The NCH researchers wanted to create a mechanism that would keep the spray nozzle in the 'off' or 'locked' position when a child attempted to use the spray bottle, but still enable the bottle to be easily used by an adult. Associate Professors Carolina Gill and Scott Shim of the Department of Design, along with graduate student Thornton Lothrop, took on the problem. After additional field research, they arrived at two preliminary concepts for the device, which the NCH group agreed were feasible. The Department of Design team then asked Associate Professor Blaine Lilly to join the group as they developed the concepts into working prototypes. Together, they developed a distinct method for making spray bottles essentially unusable by children younger than six years of age.

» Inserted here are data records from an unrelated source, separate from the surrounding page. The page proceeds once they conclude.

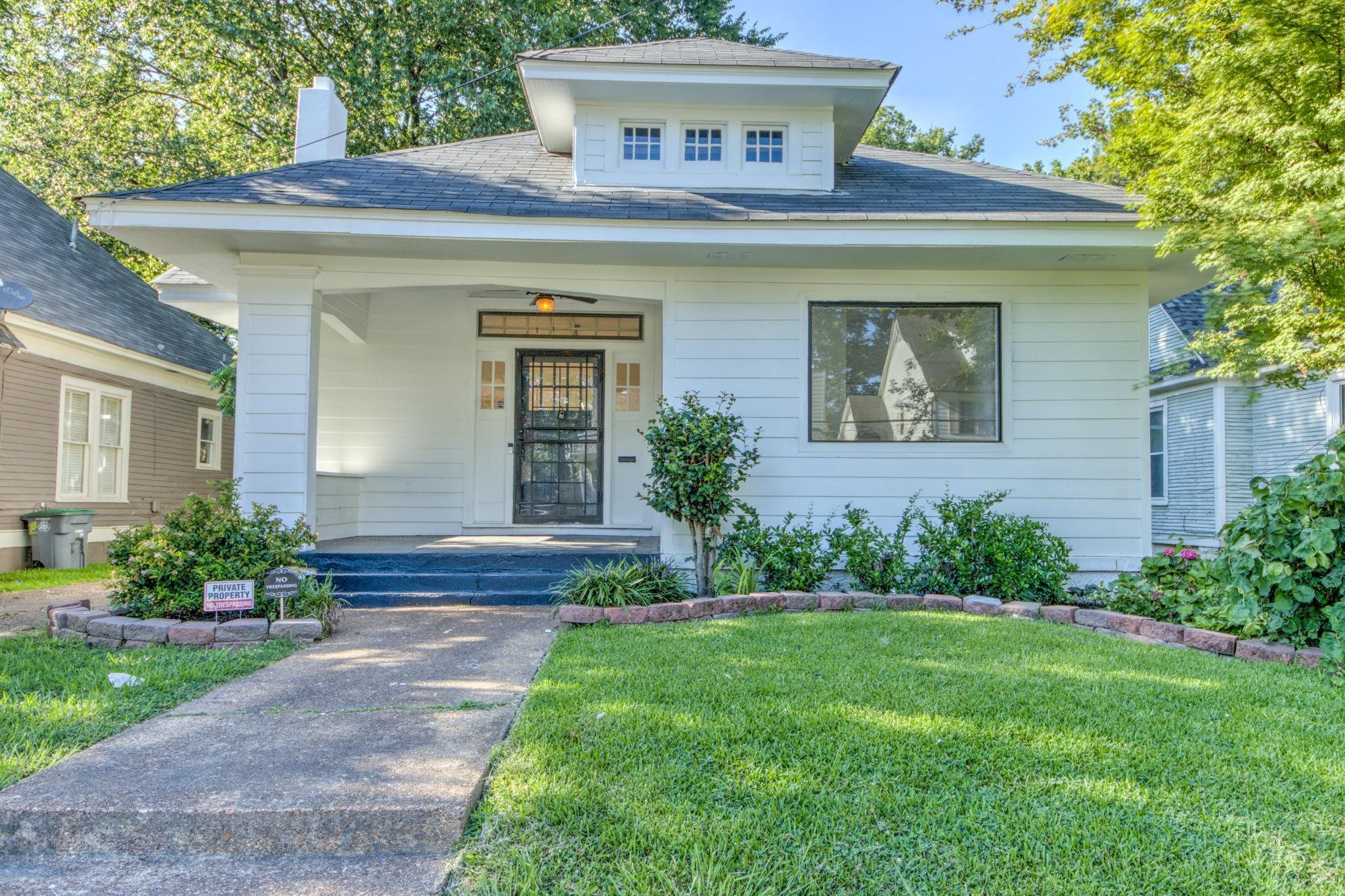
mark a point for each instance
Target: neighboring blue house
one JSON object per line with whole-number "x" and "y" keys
{"x": 1208, "y": 438}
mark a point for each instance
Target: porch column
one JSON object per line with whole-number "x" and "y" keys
{"x": 276, "y": 419}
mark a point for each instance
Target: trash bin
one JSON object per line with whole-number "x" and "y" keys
{"x": 60, "y": 538}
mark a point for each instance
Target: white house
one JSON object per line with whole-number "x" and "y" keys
{"x": 467, "y": 337}
{"x": 1210, "y": 437}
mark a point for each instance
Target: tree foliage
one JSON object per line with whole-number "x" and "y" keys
{"x": 893, "y": 131}
{"x": 1228, "y": 120}
{"x": 120, "y": 95}
{"x": 699, "y": 458}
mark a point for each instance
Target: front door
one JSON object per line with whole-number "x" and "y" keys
{"x": 558, "y": 437}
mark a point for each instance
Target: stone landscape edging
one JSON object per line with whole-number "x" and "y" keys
{"x": 1119, "y": 625}
{"x": 76, "y": 621}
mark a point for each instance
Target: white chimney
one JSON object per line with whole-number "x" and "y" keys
{"x": 320, "y": 125}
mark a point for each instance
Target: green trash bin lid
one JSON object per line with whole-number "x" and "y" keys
{"x": 58, "y": 512}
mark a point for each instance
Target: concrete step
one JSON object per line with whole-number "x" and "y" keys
{"x": 430, "y": 582}
{"x": 445, "y": 598}
{"x": 456, "y": 561}
{"x": 218, "y": 875}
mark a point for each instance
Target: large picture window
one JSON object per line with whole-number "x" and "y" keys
{"x": 904, "y": 372}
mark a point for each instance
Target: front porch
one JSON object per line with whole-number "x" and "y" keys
{"x": 382, "y": 571}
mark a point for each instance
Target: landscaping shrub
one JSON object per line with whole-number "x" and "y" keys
{"x": 162, "y": 572}
{"x": 618, "y": 584}
{"x": 318, "y": 601}
{"x": 791, "y": 557}
{"x": 970, "y": 548}
{"x": 1282, "y": 572}
{"x": 699, "y": 457}
{"x": 736, "y": 574}
{"x": 1168, "y": 587}
{"x": 879, "y": 561}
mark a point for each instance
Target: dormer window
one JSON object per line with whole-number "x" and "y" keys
{"x": 703, "y": 144}
{"x": 642, "y": 142}
{"x": 764, "y": 146}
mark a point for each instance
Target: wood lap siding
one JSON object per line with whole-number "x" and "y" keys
{"x": 162, "y": 453}
{"x": 1072, "y": 352}
{"x": 1191, "y": 471}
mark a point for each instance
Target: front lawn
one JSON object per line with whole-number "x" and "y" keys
{"x": 910, "y": 753}
{"x": 37, "y": 578}
{"x": 55, "y": 698}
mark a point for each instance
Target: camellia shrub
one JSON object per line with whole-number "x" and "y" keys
{"x": 699, "y": 457}
{"x": 1282, "y": 572}
{"x": 1170, "y": 587}
{"x": 163, "y": 571}
{"x": 970, "y": 548}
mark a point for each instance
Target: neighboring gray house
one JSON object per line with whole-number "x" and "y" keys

“The two-stage trigger mechanism design restricts the ability of young children to engage the triggers of the spray bottle because they lack the dexterity to perform the correct operational sequence and because their hand size and strength are not sufficient to activate the mechanism,” said Professor Lilly. “The spray mechanism is designed to be extremely challenging for young children to operate, yet will allow adults comfortable use.”

With the assistance of the NCH group, the prototypes designed by the Ohio State team were tested by children and parents at Nationwide Children’s Hospital.  Testing showed that the final concept fulfilled the team’s goals. In order to develop interest in the manufacture of the new spray bottle trigger, Ohio State's Office of Technology Commercialization continues to work with their colleagues at NCH, and have applied for a patent on the device, and are now marketing the concept to industry.